Interventions designed to limit gestational weight gain: a systematic review of theory and meta-analysis of intervention components — ASN Events

Interventions designed to limit gestational weight gain: a systematic review of theory and meta-analysis of intervention components (#67)

Briony Hill 1 , Helen Skouteris 1 , Matthew Fuller-Tyszkiewicz 1
  1. Deakin University, Burwood, Vic, Australia

Limiting gestational weight gain (GWG) to recommended levels is important to optimize health outcomes for both mother and baby, including the prevention of maternal obesity and the development of childhood overweight and obesity. Currently, interventions designed to promote healthy GWG have reported limited effectiveness; addressing psychological factors and identifying useful behaviour change techniques (BCTs) may help improve the effectiveness of such interventions.

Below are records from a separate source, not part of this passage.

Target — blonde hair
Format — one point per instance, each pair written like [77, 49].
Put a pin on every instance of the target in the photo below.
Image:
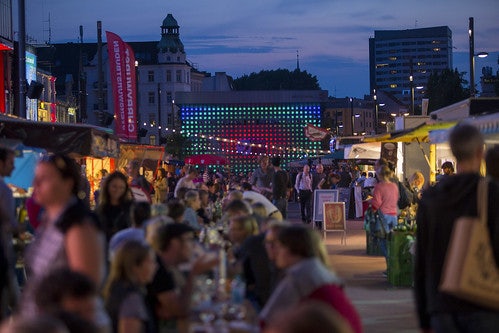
[128, 256]
[190, 196]
[248, 223]
[416, 179]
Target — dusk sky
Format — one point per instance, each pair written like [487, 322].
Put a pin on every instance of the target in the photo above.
[240, 37]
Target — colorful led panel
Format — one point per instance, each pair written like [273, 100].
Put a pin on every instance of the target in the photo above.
[244, 132]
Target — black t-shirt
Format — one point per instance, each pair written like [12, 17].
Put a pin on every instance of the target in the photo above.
[280, 184]
[163, 281]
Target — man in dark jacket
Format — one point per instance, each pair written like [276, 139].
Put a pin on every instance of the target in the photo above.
[440, 206]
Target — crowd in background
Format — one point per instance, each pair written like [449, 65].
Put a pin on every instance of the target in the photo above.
[135, 259]
[140, 257]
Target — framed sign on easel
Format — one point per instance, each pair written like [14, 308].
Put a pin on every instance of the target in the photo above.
[335, 219]
[321, 196]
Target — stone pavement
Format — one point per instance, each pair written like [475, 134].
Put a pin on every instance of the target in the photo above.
[382, 307]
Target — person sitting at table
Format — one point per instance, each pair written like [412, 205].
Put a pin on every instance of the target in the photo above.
[169, 294]
[249, 251]
[298, 252]
[132, 268]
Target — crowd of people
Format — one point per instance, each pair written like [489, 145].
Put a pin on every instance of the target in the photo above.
[139, 258]
[132, 262]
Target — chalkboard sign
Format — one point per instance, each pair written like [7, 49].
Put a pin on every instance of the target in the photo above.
[321, 196]
[344, 194]
[334, 218]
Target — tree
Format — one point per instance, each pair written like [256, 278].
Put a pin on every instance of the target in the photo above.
[446, 88]
[280, 79]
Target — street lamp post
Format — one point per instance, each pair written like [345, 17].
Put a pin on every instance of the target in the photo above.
[411, 80]
[471, 33]
[375, 99]
[352, 115]
[159, 113]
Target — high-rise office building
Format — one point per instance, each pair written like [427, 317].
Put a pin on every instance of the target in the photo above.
[396, 56]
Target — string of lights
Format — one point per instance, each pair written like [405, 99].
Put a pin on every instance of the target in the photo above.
[243, 143]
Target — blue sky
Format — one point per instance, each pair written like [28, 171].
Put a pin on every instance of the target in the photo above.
[240, 37]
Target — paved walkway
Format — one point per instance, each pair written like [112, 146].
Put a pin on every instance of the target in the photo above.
[383, 308]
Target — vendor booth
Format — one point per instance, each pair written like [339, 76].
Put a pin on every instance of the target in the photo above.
[78, 140]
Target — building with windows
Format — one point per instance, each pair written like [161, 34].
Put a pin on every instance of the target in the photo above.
[6, 57]
[401, 61]
[242, 125]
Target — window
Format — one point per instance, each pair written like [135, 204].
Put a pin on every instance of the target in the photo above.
[150, 76]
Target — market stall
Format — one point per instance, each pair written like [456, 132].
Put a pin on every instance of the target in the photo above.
[77, 140]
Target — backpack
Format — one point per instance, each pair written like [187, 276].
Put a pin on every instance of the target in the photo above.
[374, 223]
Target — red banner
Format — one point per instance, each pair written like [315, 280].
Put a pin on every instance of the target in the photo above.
[315, 133]
[122, 75]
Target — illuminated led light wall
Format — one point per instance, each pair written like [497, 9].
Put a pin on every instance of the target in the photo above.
[244, 132]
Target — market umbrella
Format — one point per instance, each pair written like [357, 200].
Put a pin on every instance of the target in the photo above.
[206, 159]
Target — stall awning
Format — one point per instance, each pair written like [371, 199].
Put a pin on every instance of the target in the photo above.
[73, 139]
[417, 134]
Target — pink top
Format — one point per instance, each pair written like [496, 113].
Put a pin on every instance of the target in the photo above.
[385, 197]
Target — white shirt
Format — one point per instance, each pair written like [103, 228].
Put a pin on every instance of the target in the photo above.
[253, 197]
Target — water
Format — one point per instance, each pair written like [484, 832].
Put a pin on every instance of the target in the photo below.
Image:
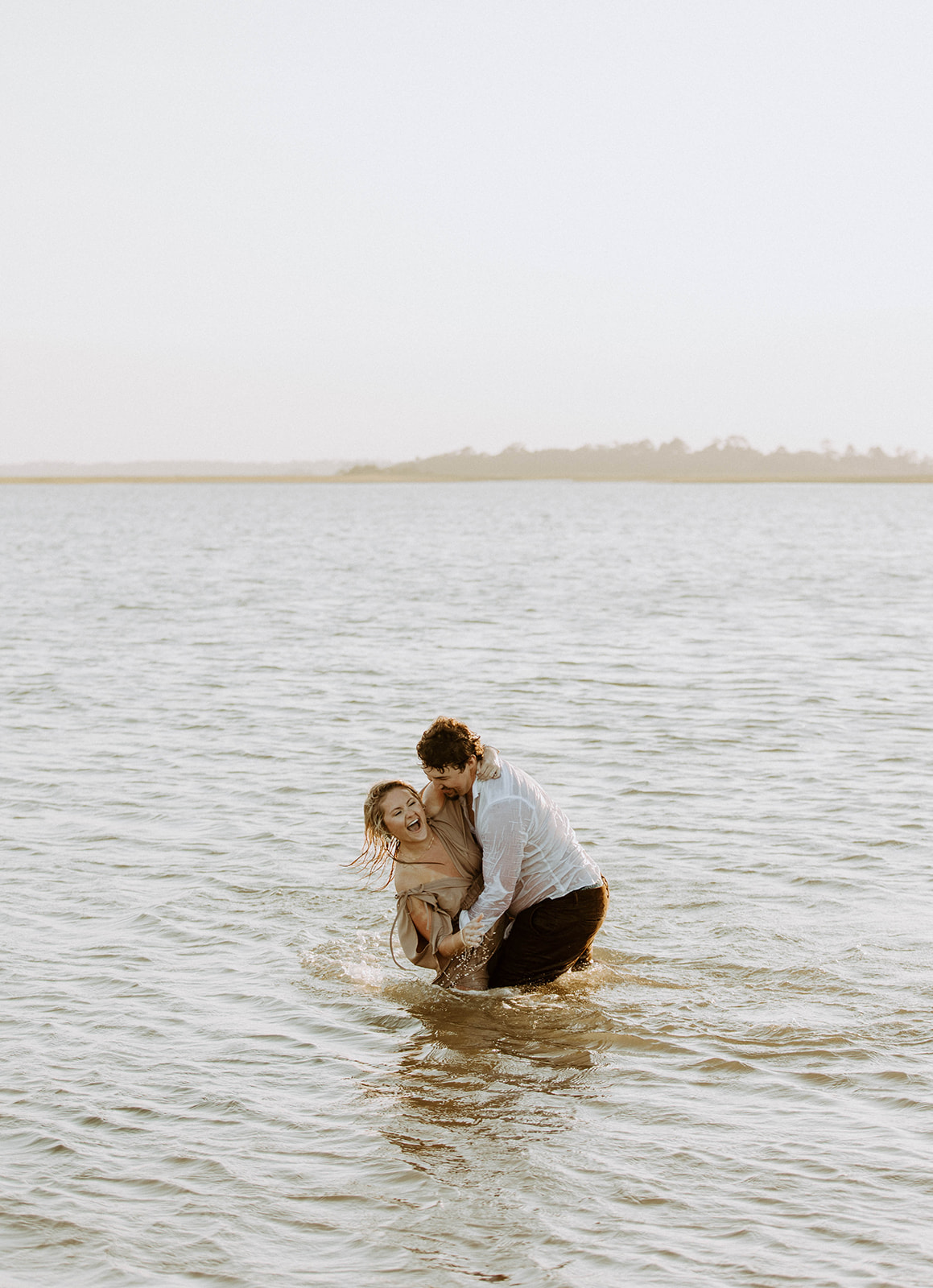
[214, 1075]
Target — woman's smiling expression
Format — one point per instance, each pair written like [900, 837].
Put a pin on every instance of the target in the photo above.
[403, 817]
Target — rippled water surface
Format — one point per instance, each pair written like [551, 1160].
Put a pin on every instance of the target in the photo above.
[214, 1075]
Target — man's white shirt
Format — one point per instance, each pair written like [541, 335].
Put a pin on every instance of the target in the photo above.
[530, 852]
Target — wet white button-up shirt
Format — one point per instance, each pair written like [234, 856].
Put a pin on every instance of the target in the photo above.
[530, 852]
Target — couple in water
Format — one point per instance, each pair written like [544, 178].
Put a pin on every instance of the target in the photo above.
[493, 889]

We extend current research by: (i) using a generalized health psychology perspective to systematically evaluate the theories of behavior change informing GWG interventions, and (ii) meta-analyzing BCTs reported in the interventions to identify areas of greater potential for successful intervention. Interventions designed to limit GWG were searched for using health, nursing, and psychology databases. Papers reporting an underpinning theory were identified and the CALO-RE taxonomy developed by Michie et al. (2011) was used to determine individual BCTs. Nineteen studies were identified for inclusion. Of these 19 studies, 8 were informed by a behavior change theory and 6 of these reported favourable effects on GWG. Overall, studies based on theory were found to be as effective as non-theory-based studies at limiting GWG. An average of 5.5 (range 1-12) BCTs were reported per intervention. In general, more techniques were reported in effective interventions. There was also a trend for interventions with a larger number of techniques to report greater differences in GWG between the intervention and control groups (r(n=20) =.30, p=.10). There were 18 techniques that were not utilized in any intervention. Meta-analysis revealed the following BCTs to be key strategies for promoting healthy GWG in the reviewed studies: provision of information, motivational interviewing, behavioral self-monitoring, and providing rewards contingent on successful behavior. Future research should focus on determining the exact combination of BCTs and which underpinning theories are most useful for limiting GWG to healthy levels.